Fix AMD inter-CPU bandwidth and LL128 protocol for multi-socket EPYC by voipmonitor · Pull Request #2036 · NVIDIA/nccl

voipmonitor · 2026-03-08T23:27:25Z

Summary

AMD inter-socket bandwidth is hardcoded to 16 GB/s for all generations, while Intel has 4 model-specific tiers (BDW 6 → ERP 40 GB/s). Modern AMD EPYC (Milan, Genoa, Turin) Infinity Fabric delivers 32-48+ GB/s, causing NCCL to severely underestimate available bandwidth on AMD dual-socket systems.
LL128 protocol is unconditionally disabled for PATH_SYS connections. On AMD multi-socket systems, inter-GPU paths always traverse the SMP interconnect (PATH_SYS), forcing fallback to SIMPLE protocol. The only workaround is NCCL_GRAPH_FILE with manually crafted XML overriding path types and speeds.

Changes

1. AMD CPU generation detection (`graph.h`, `topo.cc`)

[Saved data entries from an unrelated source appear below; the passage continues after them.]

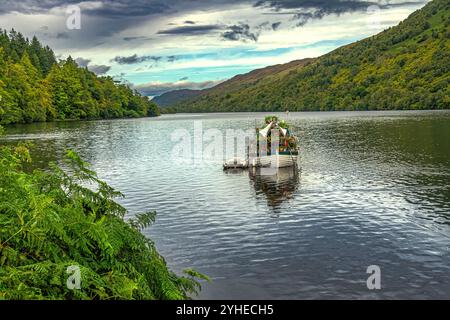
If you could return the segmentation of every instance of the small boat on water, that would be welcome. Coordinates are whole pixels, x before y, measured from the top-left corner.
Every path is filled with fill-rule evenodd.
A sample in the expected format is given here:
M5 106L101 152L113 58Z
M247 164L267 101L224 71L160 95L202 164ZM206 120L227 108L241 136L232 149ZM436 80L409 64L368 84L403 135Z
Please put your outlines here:
M291 132L289 125L276 116L269 116L263 128L256 128L256 139L248 147L247 158L229 159L223 168L285 168L296 165L298 157L298 138Z
M278 153L275 155L263 156L258 158L259 163L256 167L272 167L285 168L297 164L298 152L296 154L290 152Z
M233 158L223 164L224 169L247 169L248 167L248 161L242 158Z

Added CPUID Family-based model detection for AMD, mirroring existing Intel logic:

Generation	CPUID Family	NCCL familyId	Model constant
Zen 1/2 (Naples/Rome)	17h	0x8F	`AMD_ZEN12`
Zen 3/4 (Milan/Genoa)	19h	0xAF	`AMD_ZEN34`
Zen 5 (Turin)	1Ah	0xBF	`AMD_ZEN5`

2. Generation-specific inter-socket bandwidth (`topo.h`, `topo.cc`)

Replaced flat AMD_BW = 16.0 with per-generation values:

Generation	Bandwidth	Rationale
Zen 1/2	16.0 GB/s	Unchanged (2x xGMI 1.0/2.0)
Zen 3/4	32.0 GB/s	3-4x xGMI 3.0/4.0 links
Zen 5	48.0 GB/s	Enhanced Infinity Fabric

3. LL128 over PATH_SYS on AMD (`tuning.cc`)

For Hopper/Blackwell GPUs on AMD systems: enable LL128 when typeInter == PATH_SYS and bwInter >= 32 GB/s (Zen 3+). This allows low-latency protocols over Infinity Fabric instead of forcing SIMPLE protocol fallback.

Motivation

On AMD EPYC dual-socket systems with Hopper GPUs, NCCL:

Reports only 16 GB/s SYS bandwidth (vs actual 32-48+ GB/s)
Disables LL128 protocol entirely for inter-socket communication
Falls back to SIMPLE protocol with degraded small/medium message performance

The only current workaround is:

NCCL_GRAPH_FILE=/path/to/custom_graph.xml

with a hand-crafted XML that overrides typeinter and speedinter values.

Test plan

Verify CPUID family detection on AMD Naples (Family 17h) → model ZEN12, bw=16.0
Verify CPUID family detection on AMD Genoa (Family 19h) → model ZEN34, bw=32.0
Verify CPUID family detection on AMD Turin (Family 1Ah) → model ZEN5, bw=48.0
Run nccl-tests AllReduce on dual-socket AMD EPYC + Hopper GPUs, verify LL128 is selected for small/medium messages
Compare throughput with/without patch vs NCCL_GRAPH_FILE workaround
Verify no regression on Intel systems (unchanged code path)
Verify no regression on single-socket AMD systems (PATH_SYS not used)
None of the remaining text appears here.